Bank of America, the second-largest US lender by assets, reported a higher-than-expected quarterly profit on Tuesday as revenue rose in three of its main businesses, more than offsetting a fall in trading.
The bank’s consumer banking business, its largest unit, posted the strongest growth in profit and revenue in the second quarter.
The global markets business was the only dark spot, reflecting a broader weakness in bond trading that affected trading desks at big banks this quarter.
“Against modest economic growth of 2 percent, we had one of the strongest quarters in our history. All of our businesses delivered strong results, with several setting new records,” Chief Executive Officer Brian Moynihan said.
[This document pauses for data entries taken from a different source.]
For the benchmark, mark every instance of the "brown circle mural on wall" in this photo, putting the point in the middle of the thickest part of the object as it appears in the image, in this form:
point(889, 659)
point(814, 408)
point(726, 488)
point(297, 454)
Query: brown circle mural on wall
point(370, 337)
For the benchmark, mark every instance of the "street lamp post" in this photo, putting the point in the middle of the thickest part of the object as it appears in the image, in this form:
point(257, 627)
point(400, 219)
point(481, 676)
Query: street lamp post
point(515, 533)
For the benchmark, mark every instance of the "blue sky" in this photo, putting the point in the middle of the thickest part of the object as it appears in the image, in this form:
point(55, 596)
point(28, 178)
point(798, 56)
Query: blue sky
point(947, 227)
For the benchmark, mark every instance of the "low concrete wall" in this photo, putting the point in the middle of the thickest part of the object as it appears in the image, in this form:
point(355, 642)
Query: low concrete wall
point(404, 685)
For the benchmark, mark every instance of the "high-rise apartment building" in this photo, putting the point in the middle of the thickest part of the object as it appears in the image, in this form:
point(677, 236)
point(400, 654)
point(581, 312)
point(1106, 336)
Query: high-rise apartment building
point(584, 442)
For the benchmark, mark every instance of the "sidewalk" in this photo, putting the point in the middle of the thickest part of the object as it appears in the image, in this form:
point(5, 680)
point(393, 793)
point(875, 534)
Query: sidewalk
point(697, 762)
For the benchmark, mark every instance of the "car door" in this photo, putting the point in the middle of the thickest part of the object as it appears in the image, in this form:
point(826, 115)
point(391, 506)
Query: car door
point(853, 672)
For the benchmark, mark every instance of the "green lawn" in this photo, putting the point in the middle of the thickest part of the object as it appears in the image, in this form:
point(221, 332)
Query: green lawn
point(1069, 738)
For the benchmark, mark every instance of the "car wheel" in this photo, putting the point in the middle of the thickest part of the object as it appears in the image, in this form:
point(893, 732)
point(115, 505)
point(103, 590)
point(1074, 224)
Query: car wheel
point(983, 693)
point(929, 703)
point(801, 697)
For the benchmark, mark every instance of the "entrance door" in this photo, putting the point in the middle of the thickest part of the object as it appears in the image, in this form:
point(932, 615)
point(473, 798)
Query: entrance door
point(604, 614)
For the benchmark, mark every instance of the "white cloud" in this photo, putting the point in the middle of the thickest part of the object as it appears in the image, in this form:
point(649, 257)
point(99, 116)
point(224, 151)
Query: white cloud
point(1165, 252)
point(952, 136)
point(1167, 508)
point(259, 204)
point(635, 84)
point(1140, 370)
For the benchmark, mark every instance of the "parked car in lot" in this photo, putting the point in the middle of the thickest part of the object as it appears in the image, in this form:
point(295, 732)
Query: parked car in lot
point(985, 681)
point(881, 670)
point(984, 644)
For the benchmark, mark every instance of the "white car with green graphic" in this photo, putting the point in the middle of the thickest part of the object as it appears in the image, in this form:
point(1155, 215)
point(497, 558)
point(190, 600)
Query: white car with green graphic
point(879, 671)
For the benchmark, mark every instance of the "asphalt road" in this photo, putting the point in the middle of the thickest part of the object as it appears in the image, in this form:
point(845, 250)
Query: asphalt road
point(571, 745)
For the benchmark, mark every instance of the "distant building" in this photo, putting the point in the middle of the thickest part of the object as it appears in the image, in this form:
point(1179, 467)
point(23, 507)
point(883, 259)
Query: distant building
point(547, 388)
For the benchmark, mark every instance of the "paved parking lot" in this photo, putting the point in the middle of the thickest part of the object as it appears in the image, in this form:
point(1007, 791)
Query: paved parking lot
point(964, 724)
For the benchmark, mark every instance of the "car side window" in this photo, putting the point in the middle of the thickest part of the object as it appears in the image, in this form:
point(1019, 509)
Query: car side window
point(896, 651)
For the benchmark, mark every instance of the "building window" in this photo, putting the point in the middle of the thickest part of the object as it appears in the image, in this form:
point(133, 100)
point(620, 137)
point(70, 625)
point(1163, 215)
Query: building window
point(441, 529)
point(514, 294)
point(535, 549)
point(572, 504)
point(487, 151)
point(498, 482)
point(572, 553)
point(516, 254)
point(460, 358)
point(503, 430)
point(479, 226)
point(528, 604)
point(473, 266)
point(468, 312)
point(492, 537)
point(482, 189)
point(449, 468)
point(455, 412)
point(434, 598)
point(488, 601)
BofA, considered the most interest-rate sensitive among banks, benefited from the Federal Reserve’s move to hike interest rates for the third time since the second quarter of last year.
Net interest income rose 8.6 percent to $10.99 billion in the second quarter.
The bank’s total revenue of $23.07 billion handsomely beat the average analyst estimate of $21.78 billion.
Net income rose 11 percent to $4.91 billion. Earnings per share came in at 46 cents, topping the estimate of 43 cents.
Non-interest expenses rose 1.7 percent to $13.73 billion. BofA had warned expenses would be higher in the second quarter, but said it was still on track to cut operating expenses to $53 billion next year. Expenses in 2016 were nearly $55 billion.
The bank’s ratio of expenses to revenue was about 60 percent in the second quarter, down from 62.73 percent in the year-earlier period. A low ratio indicates a bank is more efficient.
The Charlotte, N.C.-based lender’s shares, up 8.4 percent year to date, were down 1 percent in premarket trading on Tuesday.